In basketball and bull riding, time is everything. 

A basketball player is granted ten seconds to advance the ball over the mid-court line before receiving a violation. In bull riding, a rider attempts to stay atop the bull for eight seconds.

For Austin Branagan, a sophomore from Lowell, Michigan, he’s familiar with both. A forward on the GC men’s basketball team, Branagan grew up playing basketball and football from a young age. But in the past year, he has tapped into a newly discovered passion influenced by years spent on his family farm: bull riding.

“It’s kind of like the lifestyle I grew up in,” Branagan said. “Because I’ve raised Texas Longhorns my whole life. Growing up on a farm and being around them is just my hobby.”

Raised around cattle, Branagan has always wanted to explore bull riding, but his busy schedule accompanied with his parent’s sceptisim of the danger in bull riding kept him away. That is, until he turned 19 and no longer needed a parent’s signature on the waiver form.

Now, Branagan has entered the world of bull riding with no plans to bow out any time soon.

When asked what he likes about the sport, he said, “The adrenaline rush and just being on top of a powerful animal. I don’t know how to say it, it’s the accomplishment of being able to do something at that level, I guess.”

Branagan’s friend, Marcus Schussler, introduced him to bull riding last summer, taking him down to a barn near his Michigan home and drilling technique.

“The majority of riding is based on squeezing your legs together and trying to stay vertical on the bull,” Branagan said. “You don’t want your butt sitting on him, because then he has more force and opportunity to buck you off.”

But as Schussler warned him from the start, “It’s not about if you’re going to get hurt, it’s about when you’re going to get hurt.”

Branagan just didn’t expect the first injury to come the night before his bull riding rodeo debut. Atop the bull, Branagan rode for several seconds before falling to the ground behind the rear of the bull.

“He came down on my ribs with his two hoofs,” Branagan said. “So I broke two of my ribs and collapsed my lung. I was out for a week.”

After suffering the substantial injury in August, Branagan returned to Goshen for basketball preseason, his teammates soon learning about his sideline hobby and the reason he sat on the bench for the initial practices during fall 2019.

Branagan likes to keep basketball and bull riding separate, but attributes his increased aggressiveness on the court to his recent experience with bull riding.

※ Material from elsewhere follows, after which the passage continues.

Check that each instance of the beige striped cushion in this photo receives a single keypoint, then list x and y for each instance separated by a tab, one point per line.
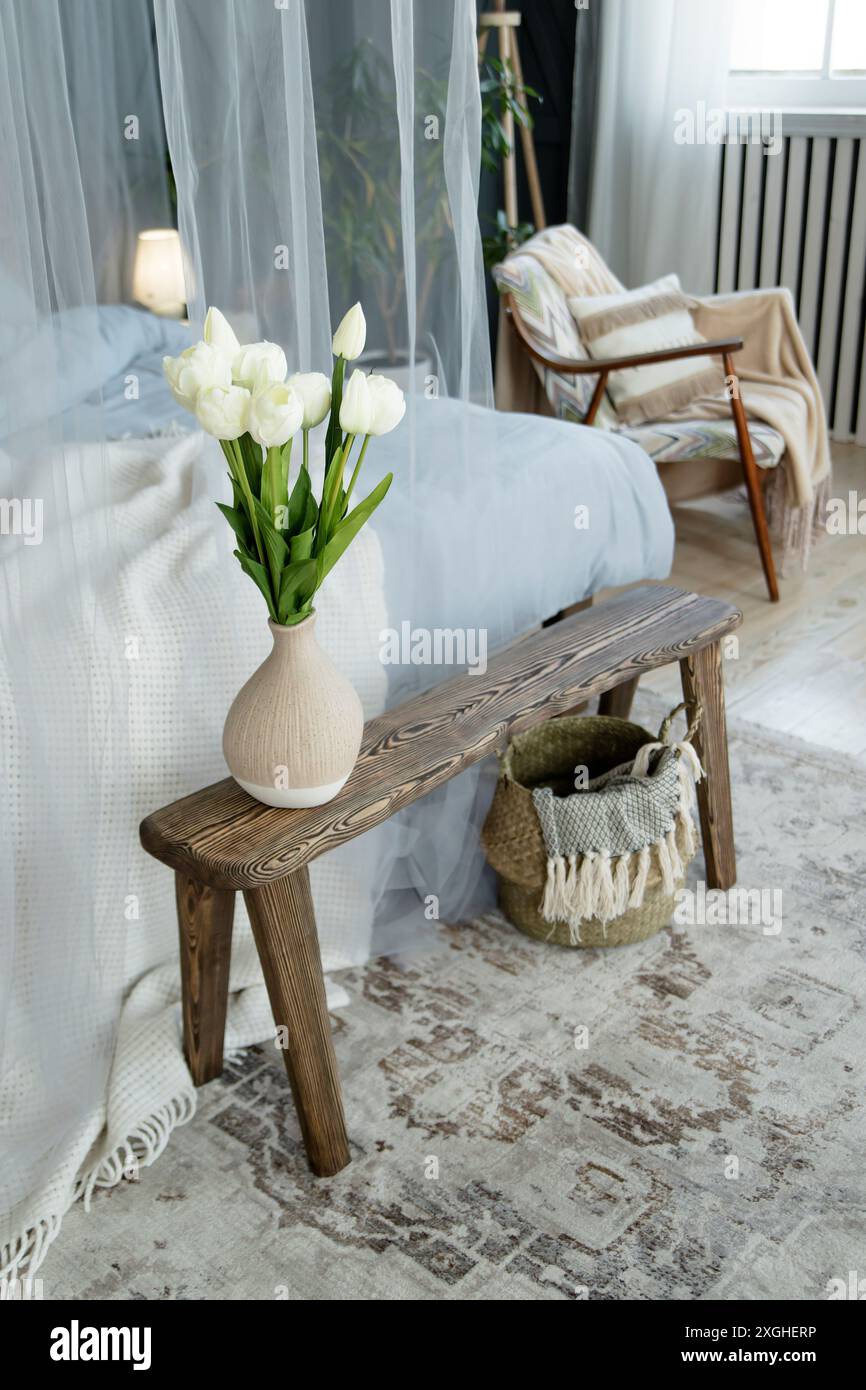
647	320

“I just play a lot more physically, and sometimes it doesn’t help me because I get in foul trouble,” he said. “But a lot of times it does.”

Jon Tropf, head coach of the men’s basketball team, also commented on this aspect of Branagan’s game.

“Austin certainly has taken his game to a more aggressive and physical level this year,” he said. “I think the term for how he plays could be described as ‘Bull in a China Shop.’”

Tropf and Branagan often joke about his interest in bull riding. Branagan offers to teach his coach, Tropf refuses.

But Tropf said that Branagan’s story is also just one example of GC student athletes finding balance in their life outside the sport.

“While bull riding is not something you’d typically expect from a basketball player, if anyone gets to know Austin they would instantly think ‘oh that makes sense,’” Tropf said. “I mean the guy walks around campus in cowboy boots.”

In his GC apartment, Branagan keeps a steel barrel attached to a sawhorse on hand to practice. The contraption looks much like a wooden, stationary horse, minus the head. Branagan admits the barrel along with the ropes and large bull horns hanging in his room often render quizzical looks from his friends.

“With the barrel, I’m just building muscle memory and strength in my legs for that type of movement,” he said. “So when I’m on the bull, it’s just instinct.”

Branagan hopes to make a return to bull riding this summer, still looking for that first experience of riding a bull in a rodeo and the long-awaited promise of adrenaline.

“You’re in the shoot and then eight seconds later you’re done. If you make it to eight seconds,” he said. “That’s the goal.”